Direct sequencing of DNA and cDNA from patients with Hb J Sardegna detects a single nucleotide substitution C [right arrow] A in the first position of codon 50 (Fig. 1). The result was the same for all 26 subjects studied. The []AC [right arrow] []AC mutation is expected to produce a change of His to Asn. In the patient with Hb J and -[alpha]/[alpha][alpha] (-3.7) genotypes the nucleotide usually at the first position of codon 50 is not evident because only one a gene (i.e., the [[alpha].sub.2] gene) carrying the C [right arrow] A mutation is present. The C [right arrow] A mutation was also confirmed by use of a restriction enzyme (Fig. 2). DsaI digestion of amplified DNA (127 bp) from a healthy subject produces three DNA fragments of 78, 24, and 25 by (Fig. 2, lane 1). The codon 50 mutation (C [right arrow] A) removes a recognition site for this enzyme, generating a novel DNA fragment of 102 by (Fig. 2, lane 2). The faint band at the position corresponding to a 102-bp fragment in the DNA from a healthy subject represents a small amount of amplified partially digested DNA.

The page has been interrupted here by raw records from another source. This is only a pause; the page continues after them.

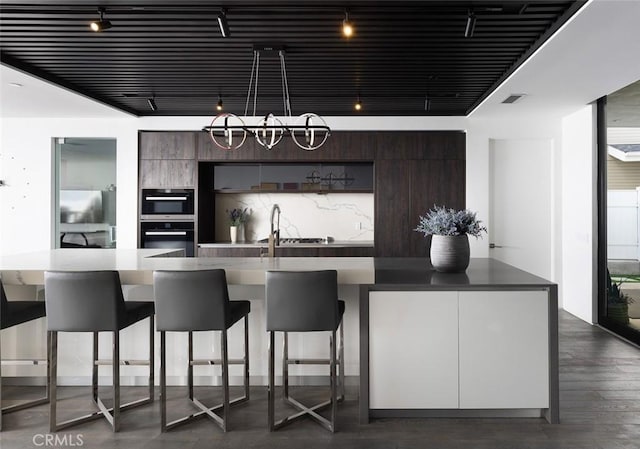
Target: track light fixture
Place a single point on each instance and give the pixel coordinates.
(471, 24)
(358, 105)
(100, 25)
(347, 26)
(427, 103)
(223, 24)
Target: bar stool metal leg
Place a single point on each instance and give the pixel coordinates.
(246, 357)
(112, 414)
(53, 378)
(224, 362)
(341, 366)
(285, 365)
(190, 367)
(115, 420)
(163, 382)
(272, 382)
(25, 404)
(333, 380)
(94, 371)
(336, 376)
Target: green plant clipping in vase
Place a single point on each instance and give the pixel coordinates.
(237, 216)
(443, 221)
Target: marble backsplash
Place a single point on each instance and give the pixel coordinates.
(342, 216)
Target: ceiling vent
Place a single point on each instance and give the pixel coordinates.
(513, 98)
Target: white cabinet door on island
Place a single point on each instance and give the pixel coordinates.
(467, 350)
(504, 357)
(413, 355)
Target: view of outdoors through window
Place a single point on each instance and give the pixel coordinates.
(622, 311)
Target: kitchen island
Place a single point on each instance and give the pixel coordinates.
(481, 343)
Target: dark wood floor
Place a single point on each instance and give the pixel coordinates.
(599, 399)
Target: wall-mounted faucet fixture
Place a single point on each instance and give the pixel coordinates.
(274, 234)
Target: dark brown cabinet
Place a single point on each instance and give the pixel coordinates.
(167, 145)
(288, 251)
(413, 171)
(161, 173)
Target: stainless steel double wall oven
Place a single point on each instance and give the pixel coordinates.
(167, 218)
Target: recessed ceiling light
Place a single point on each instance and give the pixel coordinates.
(347, 26)
(513, 98)
(101, 24)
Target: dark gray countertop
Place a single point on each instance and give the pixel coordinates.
(481, 273)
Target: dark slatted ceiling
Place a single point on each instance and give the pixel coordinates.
(402, 52)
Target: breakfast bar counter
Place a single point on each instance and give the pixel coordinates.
(419, 343)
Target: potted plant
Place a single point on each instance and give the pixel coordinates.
(236, 218)
(617, 301)
(450, 229)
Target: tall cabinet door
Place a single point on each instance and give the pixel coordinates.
(413, 350)
(504, 349)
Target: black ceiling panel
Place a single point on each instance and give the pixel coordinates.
(402, 53)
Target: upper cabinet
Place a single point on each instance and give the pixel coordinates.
(167, 159)
(167, 145)
(293, 177)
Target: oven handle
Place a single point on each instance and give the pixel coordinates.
(165, 198)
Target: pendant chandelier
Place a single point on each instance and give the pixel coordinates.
(229, 132)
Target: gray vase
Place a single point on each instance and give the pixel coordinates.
(450, 253)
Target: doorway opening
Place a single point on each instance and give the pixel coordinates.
(85, 193)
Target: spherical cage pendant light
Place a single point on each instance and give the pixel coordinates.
(269, 131)
(307, 135)
(228, 131)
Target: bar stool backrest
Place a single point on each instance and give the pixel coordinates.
(191, 300)
(302, 301)
(83, 301)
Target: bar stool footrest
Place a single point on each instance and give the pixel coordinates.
(24, 404)
(205, 411)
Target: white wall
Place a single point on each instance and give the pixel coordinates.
(26, 166)
(514, 133)
(579, 206)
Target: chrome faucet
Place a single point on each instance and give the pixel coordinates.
(274, 235)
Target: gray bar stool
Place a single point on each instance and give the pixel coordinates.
(188, 301)
(304, 301)
(13, 313)
(92, 301)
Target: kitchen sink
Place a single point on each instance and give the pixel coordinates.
(295, 240)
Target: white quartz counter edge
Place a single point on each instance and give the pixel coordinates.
(338, 244)
(136, 266)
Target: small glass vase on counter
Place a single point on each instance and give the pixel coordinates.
(237, 217)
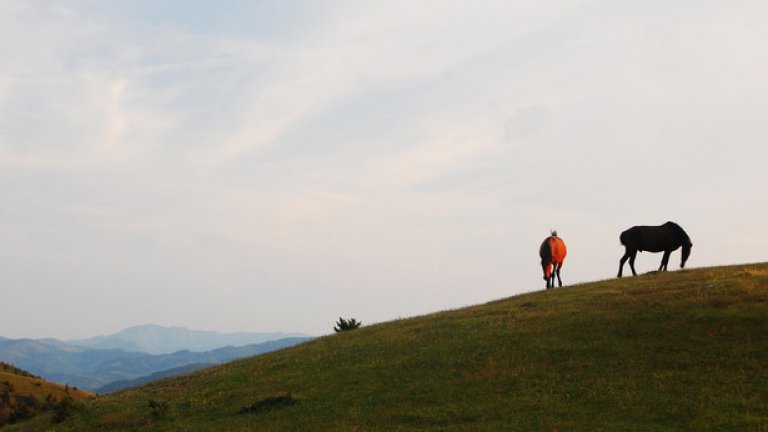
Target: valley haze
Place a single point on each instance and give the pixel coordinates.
(134, 356)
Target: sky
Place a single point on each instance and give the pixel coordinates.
(274, 165)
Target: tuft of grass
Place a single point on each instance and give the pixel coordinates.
(682, 350)
(268, 404)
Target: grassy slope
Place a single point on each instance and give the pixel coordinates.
(36, 387)
(671, 351)
(19, 390)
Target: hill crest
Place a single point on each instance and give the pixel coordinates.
(681, 350)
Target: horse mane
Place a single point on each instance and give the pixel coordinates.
(679, 232)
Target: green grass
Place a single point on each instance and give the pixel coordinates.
(684, 350)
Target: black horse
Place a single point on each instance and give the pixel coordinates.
(665, 238)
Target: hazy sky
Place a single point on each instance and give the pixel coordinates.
(273, 165)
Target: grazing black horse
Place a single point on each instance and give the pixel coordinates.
(665, 238)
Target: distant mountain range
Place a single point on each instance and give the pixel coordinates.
(129, 359)
(155, 339)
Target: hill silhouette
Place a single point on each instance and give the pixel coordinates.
(682, 350)
(24, 395)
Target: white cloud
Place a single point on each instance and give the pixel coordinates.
(359, 155)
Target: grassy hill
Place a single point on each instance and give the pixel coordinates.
(24, 395)
(683, 350)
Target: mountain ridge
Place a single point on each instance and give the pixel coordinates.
(678, 350)
(91, 369)
(157, 339)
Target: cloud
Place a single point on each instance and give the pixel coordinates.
(354, 154)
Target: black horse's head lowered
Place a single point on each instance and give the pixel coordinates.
(663, 238)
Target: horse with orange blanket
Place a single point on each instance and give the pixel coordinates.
(552, 252)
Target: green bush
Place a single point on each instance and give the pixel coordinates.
(344, 325)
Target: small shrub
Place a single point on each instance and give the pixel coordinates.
(159, 408)
(344, 325)
(63, 409)
(268, 404)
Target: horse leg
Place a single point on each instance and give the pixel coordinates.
(664, 261)
(623, 260)
(632, 262)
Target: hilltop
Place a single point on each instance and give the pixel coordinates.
(24, 395)
(663, 351)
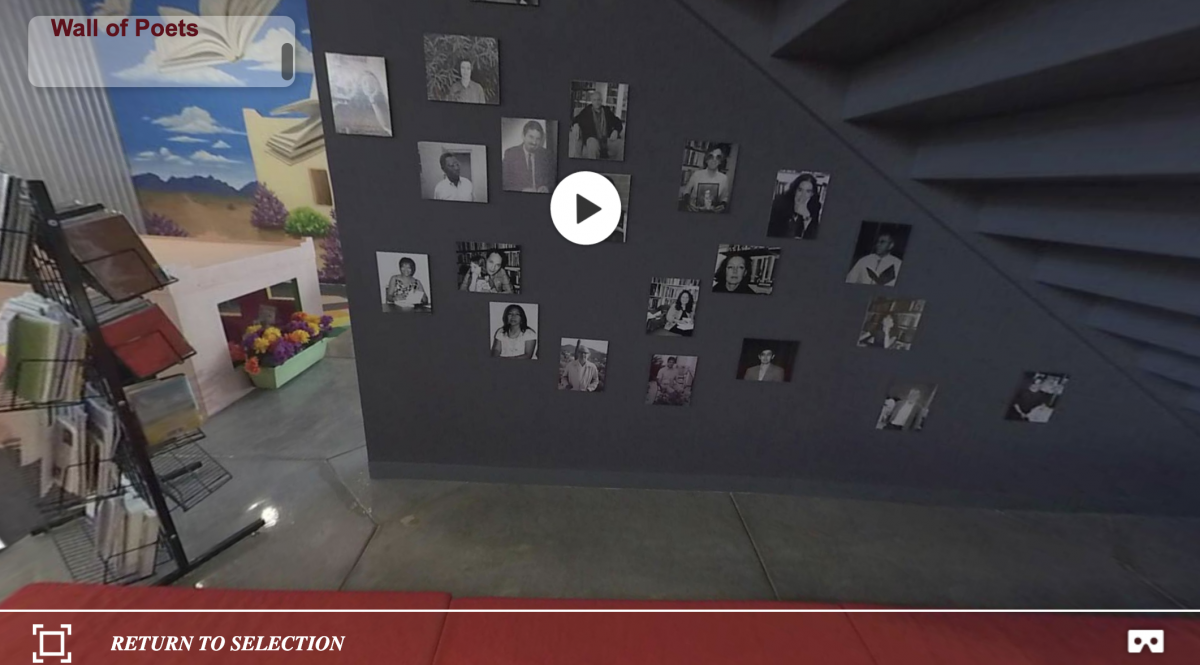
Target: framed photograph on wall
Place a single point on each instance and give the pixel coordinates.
(1037, 396)
(489, 267)
(514, 330)
(405, 282)
(453, 172)
(671, 311)
(879, 253)
(531, 155)
(622, 181)
(797, 204)
(767, 360)
(747, 269)
(462, 69)
(358, 90)
(906, 407)
(891, 323)
(708, 172)
(671, 379)
(582, 365)
(598, 120)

The results of both isopropanol and heat precipitation tests for Hb stability were within reference values. Methemoglobin and carboxyhemoglobin were within reference values (0.5% and 2.5%, respectively). The whole blood of the Hb J Sardegna carrier displayed an oxygen equilibrium curve of standard sigmoidal shape and shifted towards the left side of the health-related reference range. After standardization, the [P.sub.50] value was found to be 24.9 mmHg (reference range, 24.6-28.9 mmHg). The red cell 2,3-diphosphoglycerate concentration was slightly decreased (0.68 mol/mol Hb; reference range, 0.77-1.07 mol/mol Hb).

Cellulose acetate electrophoresis revealed the presence of an abnormal band on the anode side of Hb [A.sub.0] and migrating in a position consistent with a difference of two negative charges compared with normal Hb. Isoelectric focusing (Fig. 3) demonstrated the presence of two abnormal Hb components. The first component, amounting to 23% of the total Hb, displayed a much more acid isoelectric point than Hb [A.sub.0]; the second component focused slightly to the anode side of Hb [A.sub.0] and was 5% of the total Hb.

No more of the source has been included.